I forgot to mention this but this was the intended design back in the days although it never worked. I removed the code in http://trac.webkit.org/changeset/120367/trunk/Source/WebCore/dom/Node.cpp but the intent had always been to remove this data structure when we no longer need them. I'll clarify it in the change log.
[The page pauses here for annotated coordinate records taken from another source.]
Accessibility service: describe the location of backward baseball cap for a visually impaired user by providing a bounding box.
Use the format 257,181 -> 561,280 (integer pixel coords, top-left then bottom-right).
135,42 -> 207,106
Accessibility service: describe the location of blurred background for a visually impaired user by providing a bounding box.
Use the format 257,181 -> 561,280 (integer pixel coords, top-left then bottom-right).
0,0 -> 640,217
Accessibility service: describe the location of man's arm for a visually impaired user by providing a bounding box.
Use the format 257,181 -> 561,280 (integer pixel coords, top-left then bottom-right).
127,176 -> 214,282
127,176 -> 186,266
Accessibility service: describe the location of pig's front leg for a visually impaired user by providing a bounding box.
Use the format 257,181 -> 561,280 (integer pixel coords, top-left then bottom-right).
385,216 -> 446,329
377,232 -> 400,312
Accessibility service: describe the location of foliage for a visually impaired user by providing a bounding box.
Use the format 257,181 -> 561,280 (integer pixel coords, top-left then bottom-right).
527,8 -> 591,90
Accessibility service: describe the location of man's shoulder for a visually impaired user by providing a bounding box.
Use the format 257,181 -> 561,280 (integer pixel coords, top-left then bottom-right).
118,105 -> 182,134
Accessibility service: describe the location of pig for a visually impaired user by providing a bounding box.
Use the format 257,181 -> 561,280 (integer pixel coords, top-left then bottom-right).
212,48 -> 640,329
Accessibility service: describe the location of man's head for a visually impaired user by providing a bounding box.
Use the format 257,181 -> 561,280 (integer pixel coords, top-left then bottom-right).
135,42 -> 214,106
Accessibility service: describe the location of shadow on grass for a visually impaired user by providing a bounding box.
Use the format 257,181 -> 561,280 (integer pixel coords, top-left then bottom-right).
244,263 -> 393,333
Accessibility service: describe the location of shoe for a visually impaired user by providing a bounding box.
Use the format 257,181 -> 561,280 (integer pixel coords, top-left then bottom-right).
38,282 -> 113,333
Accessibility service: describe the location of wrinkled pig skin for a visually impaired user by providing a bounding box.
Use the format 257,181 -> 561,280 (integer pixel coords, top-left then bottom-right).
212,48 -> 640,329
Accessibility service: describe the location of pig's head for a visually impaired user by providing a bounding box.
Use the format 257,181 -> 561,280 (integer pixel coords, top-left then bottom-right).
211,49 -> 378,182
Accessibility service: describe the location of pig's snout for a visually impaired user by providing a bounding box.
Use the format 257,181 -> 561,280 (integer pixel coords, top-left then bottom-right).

> > Source/WebCore/ChangeLog:10
> > +        If we detect that we have only one node lists left in the data structure,
> 
> Should be “node list” instead of “node lists”.
> 
> > Source/WebCore/ChangeLog:20
> > +        (Node):
> 
> Bogus line should be removed. Or fix the script so it doesn’t add these.
> 
> > Source/WebCore/ChangeLog:26
> > +        (NodeListsNodeData):
> 
> Bogus line should be removed. Or fix the script so it doesn’t add these.

Fixed.

> > Source/WebCore/dom/NodeRareData.h:74
> > +        if (!removeThisIfOnlyOneListIsLeft(list->ownerNode()))
> > +            m_childNodeList = 0;
> 
> I think I’d like these better if they used an early return statement instead of nesting the remaining code. The logic is “if I can do this just by self destructing, then do that and return, otherwise do it the normal way”.
> 
> > Source/WebCore/dom/NodeRareData.h:225
> > +    bool removeThisIfOnlyOneListIsLeft(Node*);
> 
> This function is confusing for a few reasons. The idea of this function is that we call it just before removing a list, which is why it checks for one remaining list rather than zero. That was completely non-obvious to me and I had to read the patch over and over again to figure that out. So I think that either the function name or a comment needs to explain that.

The original design was to let each function delete the last time, and then removeThisIfPossible to check whether all hash maps & m_childNodes has been cleared or not That's definitely a much simpler design but incurs a runtime cost when we're deleting the last time.

> The trickiness and danger of using this function without looking at the boolean result would be clearer if it used the word “delete” instead of “remove”. On the other hand, “delete” does make it sound like this just deletes the object rather than cleanly removing it from the node.
> 
> Maybe a better name is deleteThisIfAboutToRemoveLastList? Or maybe selfDestructIfAboutToRemoveLastList? Maybe you can come up with an even better name.

I'm gonna go extra verbose and call it deleteThisAndUpdateNodeRareDataIfAboutToRemoveLastList.

> I’m also not sure the factoring is quite right. It seems awkward to call this class to remove a list, then have this class recover the node pointer so it can do work on the node’s rare data. It’s kind of a messy relationship between the node, rare data, and lists classes. I understand that this is an easy place to correctly make the change, so I see the attraction of doing it this way, but the need to recover the owner node pointer is a factoring danger sign.

Yeah, it's quite messy. On the other hand, making each node list calling clearNodeLists looked fragile. It's also important that we assert the list we're removing to be in the node lists because we've had quite few bugs where we had a mismatch in the past.

> 
> > Tools/Scripts/webkitpy/performance_tests/perftest.py:209
> >          # Following is for Parser/html-parser.html
> > -        re.compile(re.escape("""CONSOLE MESSAGE: Blocked script execution in 'html-parser.html' because the document's frame is sandboxed and the 'allow-scripts' permission is not set.""")),
> > +        re.compile(r"CONSOLE MESSAGE: Blocked script execution in '[A-Za-z0-9\-\.]+' because the document's frame is sandboxed and the 'allow-scripts' permission is not set."),
> 
> Comment now seems wrong.

Oops, you're right. Fixed.
Comment 6 Ryosuke Niwa 2013-01-17 16:37:13 PST
Committed r140070: <http://trac.webkit.org/changeset/140070>
Comment 7 Ryosuke Niwa 2013-01-18 01:53:31 PST
The bug 107239 tracks an unrelated crash.